En cambio, es un modelo de virtudes caballerescas, a quien el poeta se complace en mostrar como impávido y habilísimo esgrimidor, prudente, humano y cortés, dolorosamente envuelto en el clima de dos amores igualmente desdichados: el de Herminia (v.) por él, ignorado y no correspondido, y el suyo por Clorinda (v.). Tan- credo protege y aconseja a Rinaldo (v.) y le defiende después de su fracaso ante Goffredo (v. Godofredo); a pesar de su herida, se ocupa de que se entierre decorosamente a Argante (v.), a quien ha dado muerte en combate, y aun antes de recobrar la salud, se precipita a defender con las armas al viejo Raimondo durante la última batalla. Su patria italiana, varias veces mencionada, con sus «playas amenas» y las colinas que se reflejan en el golfo de Nápoles, tierra natal del poeta, le comunica una amable luz.
Pero ni la amabilidad ni el valor constituyen lo esencial de su carácter, sino su pasión por Clorinda, la bella guerrera sarracena, amor de soñador y de poeta, fatalmente tormentoso y desdichado. En la poesía caballeresca no son nuevos tales lamores entre guerreros que militan en campos adversos (v. Bradamante y Ruggiero en El Orlando enamorado, v., de Boyardo, así como las aventuras y desventuras de los mismos en el Orlando furioso, v.); por el contrario, sirven de pretexto a nuevas aventuras y a nuevos encuentros. En cambio, el amor de Tancredo está pintado en su íntimo dramatismo y erigido en el símbolo mismo del amor irrealizable. Ese «vano» amor se convierte en tragedia el día que Tancredo se enfrenta, sin reconocerla, con su amada, que juntamente con Argante se ha atrevido a incendiar las máquinas de guerra de los cruzados: en aquel desesperado combate nocturno, en la plegaria de Clorinda antes de morir, solicitando el bautismo, y en la terrible revelación de su personalidad, se ve el cumplimiento del destino del que las precedentes alusiones no eran sino un lejano presagio.
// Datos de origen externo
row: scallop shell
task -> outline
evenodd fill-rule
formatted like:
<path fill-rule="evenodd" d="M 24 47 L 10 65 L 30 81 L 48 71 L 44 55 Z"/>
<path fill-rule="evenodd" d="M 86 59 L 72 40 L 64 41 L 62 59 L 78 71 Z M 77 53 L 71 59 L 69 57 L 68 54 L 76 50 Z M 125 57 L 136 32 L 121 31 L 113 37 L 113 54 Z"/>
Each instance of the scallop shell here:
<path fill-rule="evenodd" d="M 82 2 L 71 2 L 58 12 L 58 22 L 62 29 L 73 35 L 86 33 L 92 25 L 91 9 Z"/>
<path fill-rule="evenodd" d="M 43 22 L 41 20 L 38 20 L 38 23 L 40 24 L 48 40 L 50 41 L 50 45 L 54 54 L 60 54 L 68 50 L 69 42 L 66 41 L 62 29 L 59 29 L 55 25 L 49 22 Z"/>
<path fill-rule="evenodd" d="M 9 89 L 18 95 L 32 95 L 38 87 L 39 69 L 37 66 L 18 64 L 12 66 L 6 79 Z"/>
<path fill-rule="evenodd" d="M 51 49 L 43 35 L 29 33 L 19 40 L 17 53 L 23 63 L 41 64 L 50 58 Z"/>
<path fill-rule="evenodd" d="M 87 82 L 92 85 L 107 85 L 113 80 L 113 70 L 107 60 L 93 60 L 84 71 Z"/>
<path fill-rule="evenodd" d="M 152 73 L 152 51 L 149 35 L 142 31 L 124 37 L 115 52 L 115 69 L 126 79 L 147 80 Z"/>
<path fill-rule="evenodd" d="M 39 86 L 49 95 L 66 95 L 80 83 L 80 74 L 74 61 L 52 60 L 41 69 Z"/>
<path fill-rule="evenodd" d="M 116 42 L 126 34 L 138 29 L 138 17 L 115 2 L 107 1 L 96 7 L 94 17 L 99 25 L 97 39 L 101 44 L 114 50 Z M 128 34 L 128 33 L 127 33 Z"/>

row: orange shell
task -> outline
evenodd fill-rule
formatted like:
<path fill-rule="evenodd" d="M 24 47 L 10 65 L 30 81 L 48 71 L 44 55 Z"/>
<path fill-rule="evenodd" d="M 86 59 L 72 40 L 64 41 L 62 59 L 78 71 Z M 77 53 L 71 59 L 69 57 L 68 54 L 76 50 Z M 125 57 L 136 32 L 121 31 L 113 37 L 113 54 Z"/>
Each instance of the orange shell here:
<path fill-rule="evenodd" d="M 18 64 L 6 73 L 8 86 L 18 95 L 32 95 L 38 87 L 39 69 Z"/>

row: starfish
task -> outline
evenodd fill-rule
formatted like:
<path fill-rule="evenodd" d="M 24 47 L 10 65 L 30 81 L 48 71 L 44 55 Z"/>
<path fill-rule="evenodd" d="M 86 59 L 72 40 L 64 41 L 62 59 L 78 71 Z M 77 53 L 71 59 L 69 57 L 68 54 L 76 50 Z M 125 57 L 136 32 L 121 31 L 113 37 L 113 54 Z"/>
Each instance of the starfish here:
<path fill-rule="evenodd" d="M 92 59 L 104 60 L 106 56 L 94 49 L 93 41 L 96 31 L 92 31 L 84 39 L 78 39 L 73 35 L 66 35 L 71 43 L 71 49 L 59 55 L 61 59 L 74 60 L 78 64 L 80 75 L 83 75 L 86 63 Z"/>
La melancolía de Tancredo se convierte ahora en dolor, que conduce al desdichado hasta el umbral de la locura, para resolverse luego en una tierna elegía: en la familiaridad con el pensamiento doloroso, resurge el alma de poeta que latía en el guerrero; como Laura (v.) al Petrarca, también Clorinda se le aparece en sueños, criatura ahora ya bienaventurada y superior en su beatitud al amado, pero también pacificada con él y a él idealmente unida. Sin embargo, el horror por la tragedia sufrida reaparecerá una vez más, cuando, después de ofrecerse a arrostrar los encantos de la selva, Tancredo se halla en aquella misma floresta ante su secreto y no vencido tormento.
Tancredo supera sin miedo las murallas de fuego y las otras imágenes amenazadoras, pero cuando oye que los árboles prorrumpen en gemidos humanos y cuando ve que un ciprés, que él intentara derribar, chorrea sangre, y sobre todo cuando percibe a lo lejos la voz de Clorinda, que le echa en cara su crueldad, no puede resistir, a pesar de que presiente que tal vez todo ello no es más que ficción y apariencia: nueva y feliz variación del tema virgiliano de Polidoro (v.), del dantesco Pier della Vigna (v.) y del Astolfo (v.) de Ariosto. Luego, Tancredo volverá a ser el caballero valeroso y gentil que ya conocemos y, tras la caída de Jerusalén, terminará victoriosamente su duelo con Ar- gante, pero, como un héroe típicamente prerromántico, permanecerá ligado a su trágica pasión.